September 16, 2010 — Patients who have both coronary heart disease (CHD) and depression have a significantly higher risk of dying than patients who have just 1 of these conditions, according to new research published online September 16 in Heart.
Compared with patients without depression and CHD, the risk for all-cause mortality was 3 times higher, and the risk for cardiovascular disease mortality 4 times higher, in patients who had both, after adjusting for age and sex, report Hermann Nabi, MD, from Hôpital Paul-Brousse, Villejuif, Paris, France, and colleagues.
"This study provides further evidence that the relationship between depression and morbidity–mortality is real," Dr. Nabi told Medscape Medical News.
Depression and mortality have been studied separately in patients with CHD and in healthy patients, but this does not allow comparisons across risk-factor groups according to depression and CHD status.
In the study, Dr. Nabi and his team examined the effects of both on mortality in 5936 middle-aged men and women whose mental and physical health were followed-up for a mean of 5.6 years.
The study population was part of the Whitehall II cohort study, a longitudinal study established in 1985 to examine the effect of social and economic factors on the long-term health of 10,308 civil servants who were aged between 35 and 55 years at the start of the study.
Of the 5936 individuals, 170 died during follow-up; 47 of those deaths were from cardiovascular disease.
The analysis showed that the prevalence of depression was 14.9%, and participants with a history of CHD were more likely to have depressive symptoms (20% vs 14%; P = .001) than those without CHD.
The age- and sex-adjusted hazard ratios for all-cause mortality were 1.67 (P < .05) for participants with CHD only, 2.10 (P < .001) for those with depressive symptoms only, and 4.99 (P < .001) for those with both CHD and depressive symptoms compared with participants who were free of both conditions.
Need for a More Integrated Approach
The study findings have implications for research and clinical practice, Dr. Nabi said.
"For research, this study shows that the mechanisms underlying the association between depression and adverse health outcomes such as mortality are still in need of comprehensive studies."
For clinical practice, it implies the need for a more integrated approach in the healthcare system and a shift toward a more "mind–body medicine' approach.
An important step would be to identify cardiac patients who also have depression, he said.
"In this study, depression worsened heart disease, because we observed that participants with both depression and heart disease were at increased risk for death when compared with those with heart disease only. So we should identify those cardiac patients who have clinically significant depressive symptoms."
Dr. Nabi expressed the wish that his study findings will prompt clinicians to be aware of and look for depression in their patients with heart disease.
"Even though there is no consensus at the moment, healthcare professionals should screen and treat, or refer to treatment. Simple screening tools exist, and [clinicians] should refer their depressed patients, particularly if adequate referral for systematic depression assessment and treatment is readily available."
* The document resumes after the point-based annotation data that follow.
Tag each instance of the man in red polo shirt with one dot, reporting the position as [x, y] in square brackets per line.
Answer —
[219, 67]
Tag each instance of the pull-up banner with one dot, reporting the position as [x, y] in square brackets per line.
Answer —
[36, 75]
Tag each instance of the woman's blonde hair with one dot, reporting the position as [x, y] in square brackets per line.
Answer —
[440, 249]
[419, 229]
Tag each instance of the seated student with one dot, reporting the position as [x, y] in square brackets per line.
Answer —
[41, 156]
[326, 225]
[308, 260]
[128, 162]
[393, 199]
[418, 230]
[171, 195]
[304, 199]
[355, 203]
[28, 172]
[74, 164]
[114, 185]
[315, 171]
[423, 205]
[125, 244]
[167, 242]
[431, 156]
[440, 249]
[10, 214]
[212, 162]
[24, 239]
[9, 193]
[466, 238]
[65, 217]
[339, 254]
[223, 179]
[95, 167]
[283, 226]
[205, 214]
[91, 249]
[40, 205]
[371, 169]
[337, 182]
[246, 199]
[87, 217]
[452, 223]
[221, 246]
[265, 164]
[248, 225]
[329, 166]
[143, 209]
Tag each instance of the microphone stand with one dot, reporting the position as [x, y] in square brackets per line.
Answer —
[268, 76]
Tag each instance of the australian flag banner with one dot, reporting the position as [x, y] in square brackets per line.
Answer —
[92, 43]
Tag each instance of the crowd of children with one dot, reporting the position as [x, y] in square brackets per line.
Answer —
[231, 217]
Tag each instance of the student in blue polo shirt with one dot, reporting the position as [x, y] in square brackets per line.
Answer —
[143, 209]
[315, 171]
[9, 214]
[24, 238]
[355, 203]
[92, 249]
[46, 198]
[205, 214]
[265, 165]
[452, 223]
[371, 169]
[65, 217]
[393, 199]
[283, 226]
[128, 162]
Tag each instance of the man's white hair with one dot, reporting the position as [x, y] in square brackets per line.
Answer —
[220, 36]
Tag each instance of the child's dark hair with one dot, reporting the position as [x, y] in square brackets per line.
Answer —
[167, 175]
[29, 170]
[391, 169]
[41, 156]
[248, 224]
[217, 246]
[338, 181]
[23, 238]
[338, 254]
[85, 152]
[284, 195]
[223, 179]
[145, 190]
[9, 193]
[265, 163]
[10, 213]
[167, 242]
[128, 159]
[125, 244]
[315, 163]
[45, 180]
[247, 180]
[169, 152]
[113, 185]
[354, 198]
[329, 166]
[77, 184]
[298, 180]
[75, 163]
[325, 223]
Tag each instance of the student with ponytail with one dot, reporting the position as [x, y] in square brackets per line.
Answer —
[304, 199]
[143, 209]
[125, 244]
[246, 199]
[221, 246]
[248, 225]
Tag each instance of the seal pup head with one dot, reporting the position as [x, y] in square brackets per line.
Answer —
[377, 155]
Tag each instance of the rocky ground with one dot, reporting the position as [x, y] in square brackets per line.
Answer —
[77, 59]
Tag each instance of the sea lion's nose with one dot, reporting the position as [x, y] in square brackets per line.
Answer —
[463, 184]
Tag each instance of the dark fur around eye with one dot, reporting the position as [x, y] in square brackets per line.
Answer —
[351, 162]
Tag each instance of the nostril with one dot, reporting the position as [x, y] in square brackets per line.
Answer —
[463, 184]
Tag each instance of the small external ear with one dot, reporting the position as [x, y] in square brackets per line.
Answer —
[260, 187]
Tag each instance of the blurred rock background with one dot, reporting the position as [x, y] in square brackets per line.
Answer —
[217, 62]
He also discussed some limitations of the study.
"This study is based on a cohort of civil servants and did not include blue-collar workers, unemployed, or individuals with precarious jobs. This may have underestimated the magnitude of associations observed in our study because the prevalence of depression and the mortality rate are higher in these latter individuals. Thus, it is reasonable to assume that the effect of depression would be greater in studies including various populations."
Randomized Trial Required
"This paper is adding to a literature that is imperfect. It makes you feel more confident about the literature," Alexander H. Glassman, MD, chief of clinical psychopharmacology at New York State Psychiatric Institute and professor of psychiatry at Columbia University, New York City, commented to Medscape Medical News.
"There are literally a hundred, maybe more, studies indicating that depression and heart disease are related," Dr. Glassman, who was not part of the current study, noted. "There are a handful of studies that do not find a relationship, but they are vastly outnumbered by the ones that have found a relationship."
However, he pointed out, just because there is an association does not mean one condition causes the other. The way to prove cause would be with a randomized controlled trial.
"It's very easy to think depression is increasing the risk or is a cause of subsequent heart disease. And let me say, I think it is," said Dr. Glassman, who led the placebo-controlled Sertraline Antidepressant Heart Attack Randomized Trial (SADHART), as reported by Medscape Medical News.
SADHART found that patients hospitalized for acute coronary syndrome who also have major depression are twice as likely to die within 7 years if their depression did not significantly improve.
"The best way to know for sure would be to do a randomized trial on the treatment for depression with a placebo control. If you reduced the depression and those people with an antidepressant effect had a lower mortality, then you would have unequivocal evidence that depression is causing death, because by getting rid of it, you reduce the chance of dying."
The study was funded by the Medical Research Council, British Heart Foundation, Health and Safety Executive, Department of Health, National Heart Lung and Blood Institute, National Institute on Aging, Agency for Health Care Policy Research, and John D. and Catherine T. MacArthur Foundation Research Networks on Successful Midlife Development and Socio-economic Status and Health. Dr. Nabi has disclosed no relevant financial relationships. Dr. Glassman reports financial relationships with Pfizer Inc.
Heart. Published online September 16, 2010.